History


Before the construction of the Vitznau-Rigi Railway, the route from Weggis via the Heiligkreuz Chapel to Kaltbad was the most frequently used footpath and riding path. At Hochstein (the so-called “Felsentor”) a restaurant for porters, guides, tourists as well as watering troughs for horses and mules was built.

In 1869, the newly built Hotel Felsentor was opened on this site: with 30 beds, a dining room and a ladies’ salon, a café 1st and 2nd class, as well as an annex with staff rooms and stables. Half way to Rigi-Kulm it was possible to rest, spend the night, feed the horses before continuing the ascent. (Romiti according to transmission means “rest in the middle”).
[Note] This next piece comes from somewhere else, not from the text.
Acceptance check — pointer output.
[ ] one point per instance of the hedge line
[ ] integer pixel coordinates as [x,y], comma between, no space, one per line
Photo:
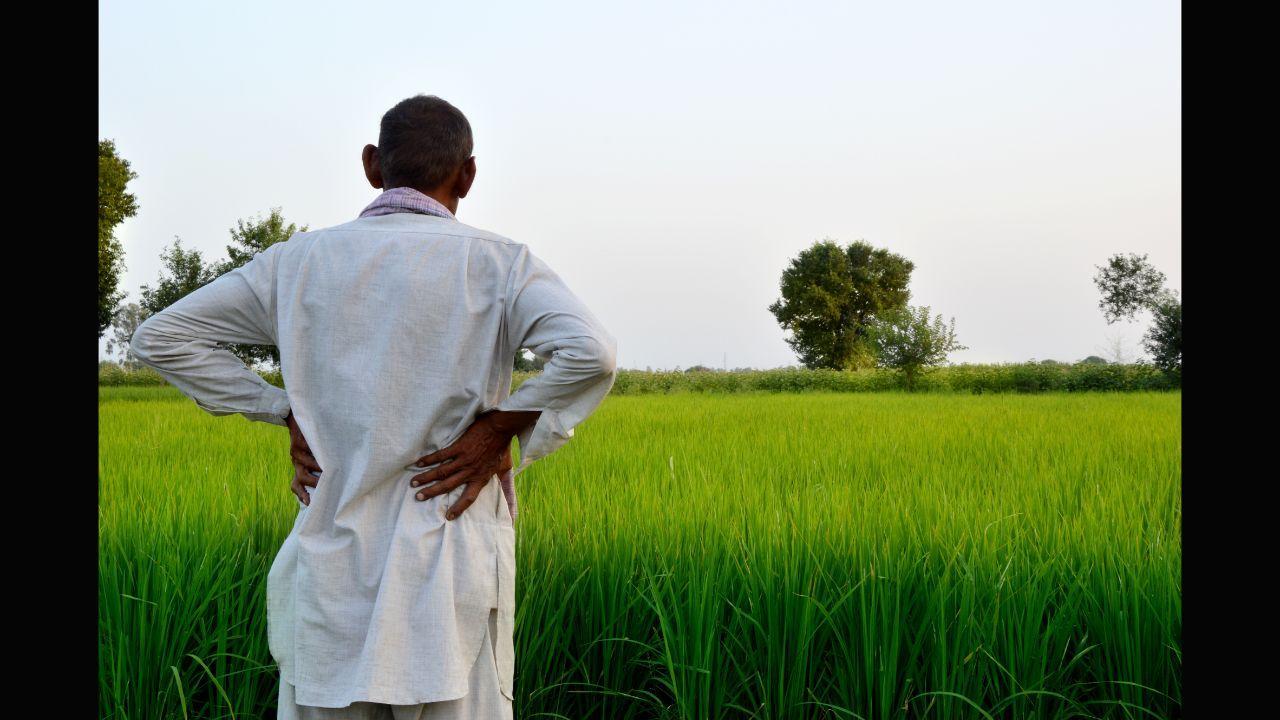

But shortly thereafter, with the opening of the ultra-modern first European rack railway from Vitznau to Rigi-Kulm, the economic basis of the hotel was withdrawn: Instead of travelling with horses and sedan chairs along the hiking trail, one now travelled comfortably with the new train directly to the summit. The hotel was sold in 1929 and was run as a children's home in the 1940s and 50s. Then it remained closed for a few years until in 1966 Claudine and Josef Hofmann-Siegrist acquired Felsentor. From 1983 the Felsentor was temporarily open as a mountain restaurant: from July to September on weekends and holidays.

In 1999 the property was acquired by the newly founded Felsentor Foundation, with the idea of creating a place of inner contemplation, silence and meditation in this unique landscape and historical location. The historic building was carefully renovated and now serves as the guest house of the seminar center. Following the tradition, the garden restaurant has been preserved for the guests and hikers. In 2004, the Zendo building in Japanese style was built as another architectural jewel, which, embedded in a meditative Zen garden, completes today’s site. The relative seclusion of the place, with good connections and accessibility via the Rigi Railway, has meanwhile changed from a disadvantage to an advantage that completely corresponds to the place in its present purpose.